A standard APC model of the age-period-specific statistic (e.g., the average income) for age group \(i\) in period \(j\): (O’Brien et al, 2008)

\[Y_{ij} = \mu + \alpha_i + \pi_j + \chi_k + \epsilon_{ij} \] They refer to the “effect of the ith age group” \(\alpha_i\) but this need not be interpreted causally.

\(\pi_j\) captures period \(j\), \(\chi_k\) the kth cohort \(\mu\) the intercept, and \(\epsilon_{ij}\) the “random disturbance.”
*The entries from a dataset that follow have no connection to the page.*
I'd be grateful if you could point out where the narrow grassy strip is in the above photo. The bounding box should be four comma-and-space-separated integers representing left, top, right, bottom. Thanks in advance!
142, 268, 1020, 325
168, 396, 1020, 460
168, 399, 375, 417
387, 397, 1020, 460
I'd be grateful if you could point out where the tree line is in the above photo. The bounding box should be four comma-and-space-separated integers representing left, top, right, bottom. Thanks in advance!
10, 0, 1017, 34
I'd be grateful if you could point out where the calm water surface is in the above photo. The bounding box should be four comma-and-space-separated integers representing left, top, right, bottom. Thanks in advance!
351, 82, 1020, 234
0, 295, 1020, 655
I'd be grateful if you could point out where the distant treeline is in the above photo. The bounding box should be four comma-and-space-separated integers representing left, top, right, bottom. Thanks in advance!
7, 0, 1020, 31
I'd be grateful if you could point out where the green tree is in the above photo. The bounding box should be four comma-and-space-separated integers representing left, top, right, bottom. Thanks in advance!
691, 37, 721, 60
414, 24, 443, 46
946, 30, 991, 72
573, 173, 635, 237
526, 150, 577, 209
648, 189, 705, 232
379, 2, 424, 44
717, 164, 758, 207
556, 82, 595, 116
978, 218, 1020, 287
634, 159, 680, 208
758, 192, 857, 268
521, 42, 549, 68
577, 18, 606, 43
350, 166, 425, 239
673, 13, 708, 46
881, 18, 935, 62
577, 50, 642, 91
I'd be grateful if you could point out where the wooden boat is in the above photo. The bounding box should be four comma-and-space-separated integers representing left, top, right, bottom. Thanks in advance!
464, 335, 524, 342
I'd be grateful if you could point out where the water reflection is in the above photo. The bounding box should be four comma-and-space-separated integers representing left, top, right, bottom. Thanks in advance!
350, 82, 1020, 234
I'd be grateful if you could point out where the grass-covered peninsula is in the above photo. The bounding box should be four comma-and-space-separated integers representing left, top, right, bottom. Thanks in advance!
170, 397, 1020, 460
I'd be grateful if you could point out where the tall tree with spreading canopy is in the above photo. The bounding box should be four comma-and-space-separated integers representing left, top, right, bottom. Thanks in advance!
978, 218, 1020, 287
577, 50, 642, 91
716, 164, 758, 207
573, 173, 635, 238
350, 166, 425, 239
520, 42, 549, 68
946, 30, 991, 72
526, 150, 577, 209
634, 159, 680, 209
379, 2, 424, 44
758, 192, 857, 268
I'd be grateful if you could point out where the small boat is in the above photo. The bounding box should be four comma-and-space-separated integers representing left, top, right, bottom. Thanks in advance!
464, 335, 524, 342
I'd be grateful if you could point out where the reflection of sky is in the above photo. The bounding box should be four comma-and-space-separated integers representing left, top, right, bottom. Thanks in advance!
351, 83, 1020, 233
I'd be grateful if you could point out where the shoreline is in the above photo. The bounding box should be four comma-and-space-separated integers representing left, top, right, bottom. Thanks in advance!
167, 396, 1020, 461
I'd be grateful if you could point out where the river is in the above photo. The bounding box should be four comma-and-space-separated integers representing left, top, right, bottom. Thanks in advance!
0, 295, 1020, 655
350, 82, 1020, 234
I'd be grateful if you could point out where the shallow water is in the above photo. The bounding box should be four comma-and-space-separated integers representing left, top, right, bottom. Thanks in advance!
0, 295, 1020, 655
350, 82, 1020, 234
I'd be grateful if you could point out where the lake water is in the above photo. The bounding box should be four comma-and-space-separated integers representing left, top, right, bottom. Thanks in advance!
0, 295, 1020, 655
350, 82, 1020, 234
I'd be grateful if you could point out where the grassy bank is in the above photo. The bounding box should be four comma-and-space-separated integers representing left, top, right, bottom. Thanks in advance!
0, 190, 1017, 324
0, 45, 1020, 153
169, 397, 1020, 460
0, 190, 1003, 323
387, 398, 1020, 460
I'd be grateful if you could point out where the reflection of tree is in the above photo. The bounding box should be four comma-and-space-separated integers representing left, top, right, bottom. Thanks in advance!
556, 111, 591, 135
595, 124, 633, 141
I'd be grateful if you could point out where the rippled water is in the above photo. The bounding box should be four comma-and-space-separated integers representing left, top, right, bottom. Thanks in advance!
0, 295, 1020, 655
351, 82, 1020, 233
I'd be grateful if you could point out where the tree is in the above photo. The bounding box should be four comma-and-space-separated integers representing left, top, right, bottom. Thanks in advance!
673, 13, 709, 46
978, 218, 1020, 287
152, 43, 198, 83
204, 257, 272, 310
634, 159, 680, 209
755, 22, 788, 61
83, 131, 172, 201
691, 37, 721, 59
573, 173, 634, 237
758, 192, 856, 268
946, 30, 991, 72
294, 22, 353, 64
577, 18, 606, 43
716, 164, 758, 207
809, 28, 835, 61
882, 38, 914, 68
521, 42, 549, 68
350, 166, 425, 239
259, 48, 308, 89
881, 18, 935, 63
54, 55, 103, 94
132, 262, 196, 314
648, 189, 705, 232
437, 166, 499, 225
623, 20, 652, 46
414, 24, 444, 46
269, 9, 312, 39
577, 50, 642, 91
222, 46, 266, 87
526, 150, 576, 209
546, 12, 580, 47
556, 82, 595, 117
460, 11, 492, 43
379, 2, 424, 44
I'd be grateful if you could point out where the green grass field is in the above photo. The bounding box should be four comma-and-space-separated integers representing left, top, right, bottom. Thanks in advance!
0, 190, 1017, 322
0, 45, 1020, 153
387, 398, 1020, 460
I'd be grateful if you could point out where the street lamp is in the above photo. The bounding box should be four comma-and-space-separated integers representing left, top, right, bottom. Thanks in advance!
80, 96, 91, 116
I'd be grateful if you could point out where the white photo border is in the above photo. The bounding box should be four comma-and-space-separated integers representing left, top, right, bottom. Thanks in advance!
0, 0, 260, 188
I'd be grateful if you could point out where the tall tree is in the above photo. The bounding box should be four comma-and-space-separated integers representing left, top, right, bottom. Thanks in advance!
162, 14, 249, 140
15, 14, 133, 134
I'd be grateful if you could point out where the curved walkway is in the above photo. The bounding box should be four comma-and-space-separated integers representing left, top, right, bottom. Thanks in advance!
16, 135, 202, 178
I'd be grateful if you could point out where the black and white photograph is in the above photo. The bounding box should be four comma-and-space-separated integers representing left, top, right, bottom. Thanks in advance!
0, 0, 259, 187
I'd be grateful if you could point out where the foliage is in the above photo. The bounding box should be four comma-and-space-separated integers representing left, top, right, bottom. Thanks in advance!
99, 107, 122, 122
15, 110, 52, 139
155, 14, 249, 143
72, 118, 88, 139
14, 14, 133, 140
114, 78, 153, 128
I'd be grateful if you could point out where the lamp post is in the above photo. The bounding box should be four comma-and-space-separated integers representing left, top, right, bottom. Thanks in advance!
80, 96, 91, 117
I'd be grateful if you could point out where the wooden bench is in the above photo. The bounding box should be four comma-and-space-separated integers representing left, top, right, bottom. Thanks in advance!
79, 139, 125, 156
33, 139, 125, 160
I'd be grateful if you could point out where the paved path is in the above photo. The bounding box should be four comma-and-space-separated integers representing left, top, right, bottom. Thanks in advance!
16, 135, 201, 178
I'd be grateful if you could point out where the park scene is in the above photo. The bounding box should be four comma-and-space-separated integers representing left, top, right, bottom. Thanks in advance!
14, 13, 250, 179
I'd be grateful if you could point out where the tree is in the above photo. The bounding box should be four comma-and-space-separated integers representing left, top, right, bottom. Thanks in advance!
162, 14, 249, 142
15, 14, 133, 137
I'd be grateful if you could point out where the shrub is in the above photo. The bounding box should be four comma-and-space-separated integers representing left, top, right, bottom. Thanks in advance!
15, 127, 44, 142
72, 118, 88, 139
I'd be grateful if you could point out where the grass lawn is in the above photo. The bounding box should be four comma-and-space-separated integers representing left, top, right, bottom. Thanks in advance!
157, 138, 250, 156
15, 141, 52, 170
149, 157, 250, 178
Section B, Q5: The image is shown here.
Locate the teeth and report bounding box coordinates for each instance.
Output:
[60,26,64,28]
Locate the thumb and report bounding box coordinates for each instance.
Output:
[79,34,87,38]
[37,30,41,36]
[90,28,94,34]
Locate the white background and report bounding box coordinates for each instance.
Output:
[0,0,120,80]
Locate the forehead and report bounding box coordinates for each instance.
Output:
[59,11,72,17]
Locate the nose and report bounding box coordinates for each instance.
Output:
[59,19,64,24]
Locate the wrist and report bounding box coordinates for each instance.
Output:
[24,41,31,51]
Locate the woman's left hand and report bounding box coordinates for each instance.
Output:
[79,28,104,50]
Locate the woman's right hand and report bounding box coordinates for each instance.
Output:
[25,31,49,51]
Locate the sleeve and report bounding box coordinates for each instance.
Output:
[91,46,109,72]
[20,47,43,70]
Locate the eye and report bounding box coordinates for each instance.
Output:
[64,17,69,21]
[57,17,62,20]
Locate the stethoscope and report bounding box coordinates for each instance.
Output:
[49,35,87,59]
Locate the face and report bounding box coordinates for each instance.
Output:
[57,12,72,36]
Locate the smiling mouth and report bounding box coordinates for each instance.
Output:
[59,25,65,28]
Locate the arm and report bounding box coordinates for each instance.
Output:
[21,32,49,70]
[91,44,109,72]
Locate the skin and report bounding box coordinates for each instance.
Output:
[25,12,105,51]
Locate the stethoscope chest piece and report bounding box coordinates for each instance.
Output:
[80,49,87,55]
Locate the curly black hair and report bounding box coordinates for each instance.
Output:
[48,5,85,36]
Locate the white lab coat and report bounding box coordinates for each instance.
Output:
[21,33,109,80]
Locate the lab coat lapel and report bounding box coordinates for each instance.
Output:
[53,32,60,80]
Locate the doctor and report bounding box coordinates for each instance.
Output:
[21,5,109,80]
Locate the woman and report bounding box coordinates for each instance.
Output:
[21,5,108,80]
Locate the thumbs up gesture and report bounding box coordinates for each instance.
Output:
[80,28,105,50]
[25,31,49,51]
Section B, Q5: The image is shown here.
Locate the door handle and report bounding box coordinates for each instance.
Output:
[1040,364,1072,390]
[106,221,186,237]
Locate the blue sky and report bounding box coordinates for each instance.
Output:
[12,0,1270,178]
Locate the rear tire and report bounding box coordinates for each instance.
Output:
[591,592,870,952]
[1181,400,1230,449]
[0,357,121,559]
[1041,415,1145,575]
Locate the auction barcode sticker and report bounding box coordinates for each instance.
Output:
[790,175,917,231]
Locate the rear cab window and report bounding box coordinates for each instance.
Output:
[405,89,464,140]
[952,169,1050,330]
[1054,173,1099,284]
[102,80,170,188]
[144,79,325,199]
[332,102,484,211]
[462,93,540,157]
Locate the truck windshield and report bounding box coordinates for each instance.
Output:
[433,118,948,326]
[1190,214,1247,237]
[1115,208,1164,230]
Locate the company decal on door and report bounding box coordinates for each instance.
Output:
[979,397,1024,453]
[The] linear dependency among the variables representing age, period, and cohort, since knowing the values of any two of these variables allows one to know the value of the third … means that we cannot estimate the A – 1 age effects, the P − 1 period effects, and the A + P – 1 cohort effects in a single OLS model.

(I believe) this holds whether or not we restrict the age, period, or cohort effects to being linear in a time variable.

The above equation also depicts the “age–period–cohort-characteristic (APCC)” model, letting \(\chi_k\) represent “the value of [here, a single] cohort characteristic for the kth cohort.” In other words, we replace a set of simple cohort dummies with (I presume) a variable meant to capture the meaningful characteristic of the cohort leading to the aforementioned ‘cohort effects.’

" This formulation eliminates the linear dependency … since the cohorts’ values on the cohort characteristic are unlikely to be perfectly linearly related to the age and period."

They next depict an ‘age-period’ model:

\[Y_{ij} = \mu + \alpha_i + \pi_j + \epsilon_{ij}\]

Estimating this model leads to the ‘observed residuals’ \(e_{ij}\)

We could then examine the pattern of these residuals to see if they indicate an effect of cohort membership (after controlling for the effects of age and period).